The surgery of lower prognathous with simultaneous osteotomy in the chin area was performed in 30 patients for aesthetic reasons. Therefore, our clinical examples show that the intervention in the chin area to correct the lower prognathous, the restoration of occlusion in the group of patients under discussion occurs according to the methods of retromolar sagittal osteotomy of the mandibular branches and horizontal osteotomy of the chin area are due only to aesthetic indications.
Finally, treatment of the lower prognathous in the amount of osteotomy of the mandibular branch normalizes the bite but does not provide the desired aesthetic effect. This goal, following the wishes of the patient, was achieved by "additional" intervention in the chin of the lower jaw. To achieve a successful result of the intervention, it is crucial to consolidate the results of orthodontic treatment in the preoperative period. The determination of the optimal time for starting orthodontic treatment in the postoperative period is equally important. Determining the optimal timing of the start of orthodontic treatment in the postoperative period reduces the risk of complications, especially relapse.
The division into groups according to the nature of defects and deformities of the jaws and the individual approach of each patient allowed us to normalize the bite after the operation and obtain an appearance that satisfied the patient.

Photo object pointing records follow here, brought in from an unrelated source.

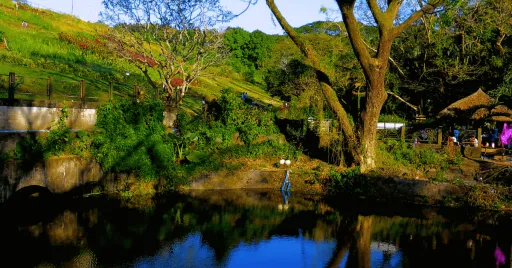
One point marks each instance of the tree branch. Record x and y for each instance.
(429, 7)
(347, 11)
(390, 59)
(376, 12)
(414, 107)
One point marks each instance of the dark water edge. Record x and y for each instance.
(238, 228)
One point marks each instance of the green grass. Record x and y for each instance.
(37, 52)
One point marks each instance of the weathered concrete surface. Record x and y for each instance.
(413, 191)
(42, 118)
(59, 175)
(254, 179)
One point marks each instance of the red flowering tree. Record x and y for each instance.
(175, 38)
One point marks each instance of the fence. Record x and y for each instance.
(19, 87)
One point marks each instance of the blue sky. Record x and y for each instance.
(258, 17)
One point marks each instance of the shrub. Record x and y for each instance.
(391, 118)
(248, 121)
(132, 138)
(397, 153)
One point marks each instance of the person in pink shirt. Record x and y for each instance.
(499, 256)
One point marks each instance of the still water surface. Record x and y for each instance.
(248, 229)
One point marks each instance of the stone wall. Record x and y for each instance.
(14, 118)
(41, 118)
(58, 174)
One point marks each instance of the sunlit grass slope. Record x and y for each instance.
(41, 50)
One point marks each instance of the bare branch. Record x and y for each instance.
(429, 7)
(347, 11)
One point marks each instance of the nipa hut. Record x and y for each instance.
(467, 106)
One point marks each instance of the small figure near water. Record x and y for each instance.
(474, 141)
(499, 256)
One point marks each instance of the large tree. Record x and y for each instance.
(375, 64)
(175, 39)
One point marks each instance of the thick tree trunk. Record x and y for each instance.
(375, 98)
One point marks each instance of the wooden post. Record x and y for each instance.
(479, 136)
(111, 86)
(49, 88)
(82, 91)
(12, 84)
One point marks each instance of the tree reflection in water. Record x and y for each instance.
(248, 228)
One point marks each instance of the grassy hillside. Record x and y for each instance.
(47, 48)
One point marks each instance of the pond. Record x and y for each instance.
(248, 229)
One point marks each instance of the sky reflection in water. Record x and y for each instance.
(247, 229)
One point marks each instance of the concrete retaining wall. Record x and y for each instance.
(13, 118)
(59, 175)
(41, 118)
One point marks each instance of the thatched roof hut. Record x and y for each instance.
(501, 118)
(480, 114)
(501, 110)
(467, 105)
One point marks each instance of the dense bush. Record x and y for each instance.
(399, 154)
(132, 138)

In the postoperative period, children with a congenital defect and deformity of the jaws need carefully organized care and long-term rehabilitation, as well as step-by-step treatment with the participation of a maxillofacial surgeon, orthodontist, otorhinolaryngologist, speech therapist, a methodologist in therapeutic gymnastics, and also a psychologist.
Based on maxillofacial surgery, a rehabilitation center for children with congenital defects and deformities of the maxillofacial region has been created. Patients are registered in the special software ONYX CEPH3 from 01/01/2015 to the present, where we enter detailed information about patients with the above pathology (name, date of birth, place of residence, contact numbers, diagnoses and treatment plans, photo of phases and profile, oral cavity before and after surgery). The purpose of this process is to closely monitor the general condition of patients, clinical examination, and rehabilitation.
Conclusion
Postoperative rehabilitation of patients is an important link in the context of ongoing treatment and largely determines the outcome of surgical correction of the dentoalveolar deformity. The postoperative period consists of three main stages: intermaxillary immobilization, functional load on the dental-jaw apparatus, during this period electro-vibration massage (Patent KR 134) [13] used according to our method, as well as orthodontic and orthopedic treatment. The continuity and consistency of the implementation of these stages determine the degree of likelihood of a complication, the possibility of a relapse, and, ultimately, the achievement of the optimal result of a planned and performed surgical intervention with the restoration of the anatomical and functional state and aesthetic appearance of the patient.